Est-ce toujours le mot chorégraphe qui définit le mieux votre travail actuellement ?
Ça dépend ce qu’on entend par chorégraphe. Si c’est quelqu’un qui met des corps dans l’espace et dans le temps, oui, je suis chorégraphe, bien sûr.

Allez-vous voir des spectacles de danse ?
De temps en temps, mais on ne peut pas dire que je sois une fervente des spectacles de danse. Pour moi, la question n’est pas de savoir si c’est de la danse ou pas, c’est la qualité qui m’intéresse. Il faut que ce soit un travail singulier, qui ne se répète pas de pièce en pièce, qui ne copie pas les uns et les autres, qui est en dehors de l’air du temps.

Trouvez-vous votre bonheur dans la génération actuelle ?
Oui. Ce ne sont peut-être pas des chorégraphes comme les gens l’entendent mais des artistes qui viennent du théâtre, des arts plastiques, de la musique ou du cirque. J’ai toujours aimé le brassage des arts de la scène. Dernièrement, j’ai vu par exemple le travail de Flora Détraz au Théâtre de la Croix-Rousse, [la pièce Glottis, ndlr].


Votre dernière pièce, Y aller voir de plus près (2021), puise dans La Guerre du Péloponnèse de Thucydide. En 2009, déjà, vous vous empariez de textes épiques avec Description d’un combat. La guerre est-elle quelque chose qui vous hante ?
Ça peut être une préoccupation pour un artiste. On a intérêt à se pencher un peu dessus parce que le jour où elle va nous tomber sur la figure…

Vous considérez-vous comme pacifiste ?
Ça dépend qui j’ai en face. A priori, je n’ai pas envie de taper sur quelqu’un. Mais si les injustices sont trop criantes, si on a des gens comme Le Pen, Zemmour… là, je ne suis plus du tout pacifiste.

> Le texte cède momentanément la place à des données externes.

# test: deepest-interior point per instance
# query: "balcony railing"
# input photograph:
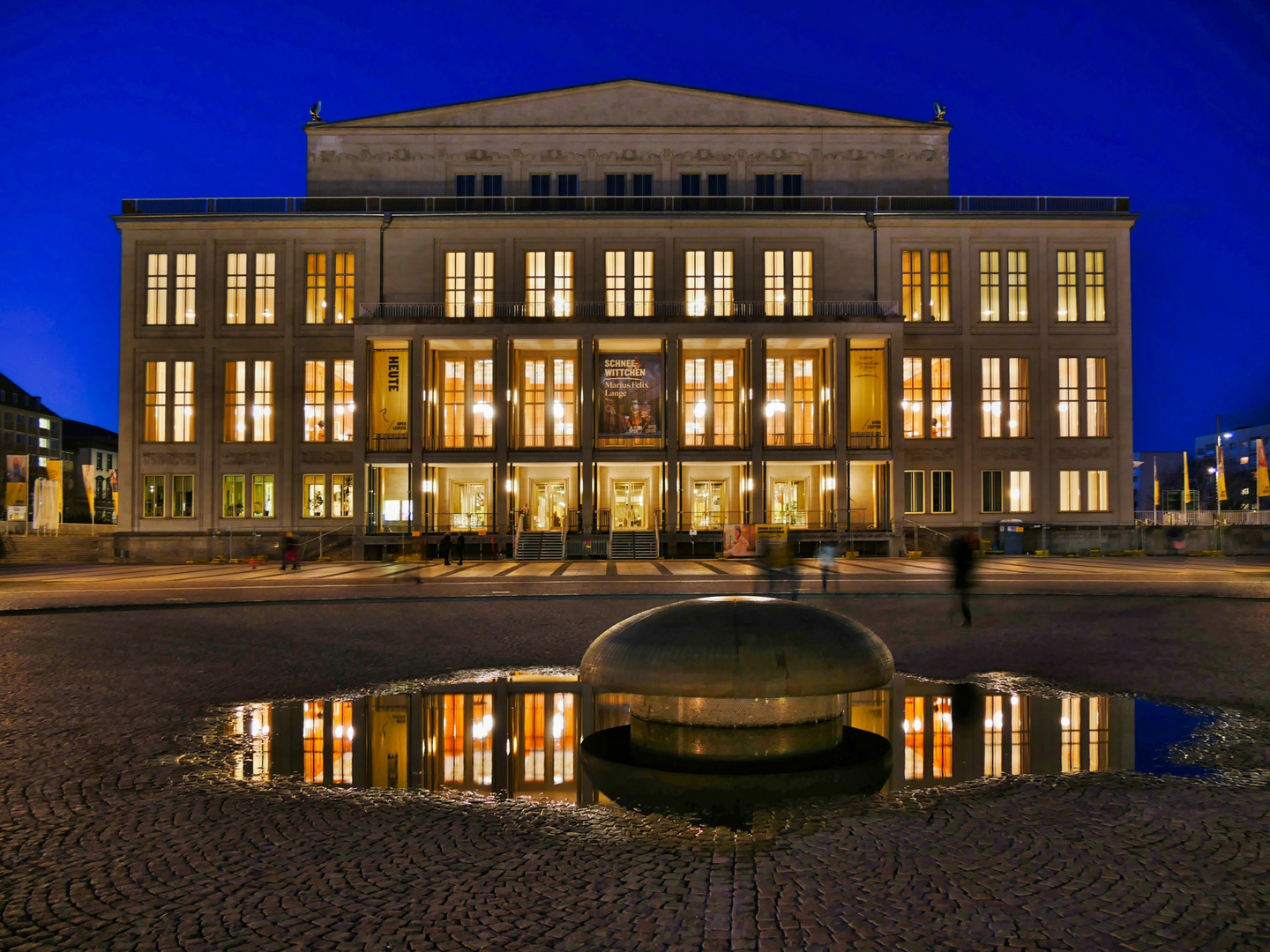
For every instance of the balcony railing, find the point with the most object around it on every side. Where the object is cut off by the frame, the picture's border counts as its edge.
(597, 311)
(631, 205)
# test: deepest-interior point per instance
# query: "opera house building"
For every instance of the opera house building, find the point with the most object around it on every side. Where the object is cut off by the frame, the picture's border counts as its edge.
(617, 320)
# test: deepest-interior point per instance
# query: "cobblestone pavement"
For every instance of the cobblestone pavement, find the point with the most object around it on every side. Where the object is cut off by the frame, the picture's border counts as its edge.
(113, 836)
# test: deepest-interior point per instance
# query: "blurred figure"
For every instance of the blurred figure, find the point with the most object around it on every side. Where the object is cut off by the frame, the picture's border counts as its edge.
(961, 555)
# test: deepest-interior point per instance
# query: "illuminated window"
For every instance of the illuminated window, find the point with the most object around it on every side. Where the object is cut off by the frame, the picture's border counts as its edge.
(941, 492)
(911, 270)
(1070, 490)
(152, 498)
(1095, 286)
(1020, 490)
(990, 397)
(315, 401)
(156, 401)
(235, 288)
(1016, 265)
(1095, 397)
(315, 287)
(940, 286)
(802, 283)
(262, 496)
(1068, 397)
(941, 398)
(315, 495)
(187, 306)
(156, 288)
(915, 738)
(234, 496)
(1067, 286)
(773, 283)
(265, 286)
(912, 398)
(342, 409)
(1097, 484)
(990, 286)
(536, 283)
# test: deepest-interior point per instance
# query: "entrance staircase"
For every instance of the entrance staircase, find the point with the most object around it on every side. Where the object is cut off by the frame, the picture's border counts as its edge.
(632, 544)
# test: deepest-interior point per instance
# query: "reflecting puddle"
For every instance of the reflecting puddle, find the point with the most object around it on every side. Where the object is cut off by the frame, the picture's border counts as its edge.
(519, 735)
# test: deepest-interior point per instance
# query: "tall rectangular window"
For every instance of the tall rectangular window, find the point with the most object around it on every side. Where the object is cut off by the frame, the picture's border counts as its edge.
(773, 283)
(940, 286)
(456, 283)
(235, 401)
(342, 409)
(695, 282)
(990, 397)
(482, 283)
(265, 286)
(315, 401)
(536, 283)
(315, 287)
(187, 306)
(1067, 286)
(1068, 397)
(1020, 490)
(1016, 264)
(562, 299)
(262, 496)
(156, 288)
(802, 283)
(1099, 502)
(1095, 286)
(1095, 397)
(911, 274)
(723, 283)
(990, 286)
(1070, 490)
(346, 279)
(941, 492)
(262, 401)
(183, 496)
(1020, 398)
(941, 398)
(183, 401)
(156, 401)
(915, 492)
(643, 283)
(912, 398)
(235, 287)
(615, 282)
(992, 484)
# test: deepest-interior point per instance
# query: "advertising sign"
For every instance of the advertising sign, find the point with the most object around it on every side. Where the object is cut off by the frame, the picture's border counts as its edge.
(630, 397)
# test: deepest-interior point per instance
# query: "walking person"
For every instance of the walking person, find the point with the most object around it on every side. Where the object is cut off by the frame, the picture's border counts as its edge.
(961, 555)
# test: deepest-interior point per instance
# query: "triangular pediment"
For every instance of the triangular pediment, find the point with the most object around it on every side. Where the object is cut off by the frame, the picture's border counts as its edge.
(626, 103)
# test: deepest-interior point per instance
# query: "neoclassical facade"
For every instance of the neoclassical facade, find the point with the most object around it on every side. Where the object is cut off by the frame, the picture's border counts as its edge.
(621, 315)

Vous êtes une artiste qui n’a jamais mis ses valeurs progressistes en sourdine. La France de 2023 est-elle pour vous un modèle de démocratie et de justice sociale ?
Pas du tout. Et au contraire. On vit une régression sanglante. Ce que l’on vit est terrible. Tout est remis en question, toutes les luttes sociales gagnées à l’après-guerre, la liberté des femmes, l’IVG… Mais une parole est en train de se libérer sur ce que les femmes n’ont plus envie d’accepter. Et j’espère bien que cela va continuer à s’étendre à toutes les personnes qui ont encaissé pas mal de choses et qui aujourd’hui décident de ne plus se laisser faire. Cela va prendre du temps pour sortir des moules mais au moins les gens ont décidé de ne plus subir. On le voit bien pour les retraites.

À ce propos, que représente pour vous le 8 mars ?
J’y mets toutes les rages sociales accumulées depuis des dizaines d’années. Tout ce qui tend à libérer les personnes, femmes ou hommes, de carcans, d’humiliations et de soumissions qu’on leur impose, me réjouit beaucoup. Il faut qu’on relève la tête et c’est ce qui est en train de se passer.

Quels sont vos projets ?
Au mois d’avril, je vais travailler avec des amateurs à La Comédie Saint-Étienne puis à l’automne, je vais préparer une création avec ma compagnie.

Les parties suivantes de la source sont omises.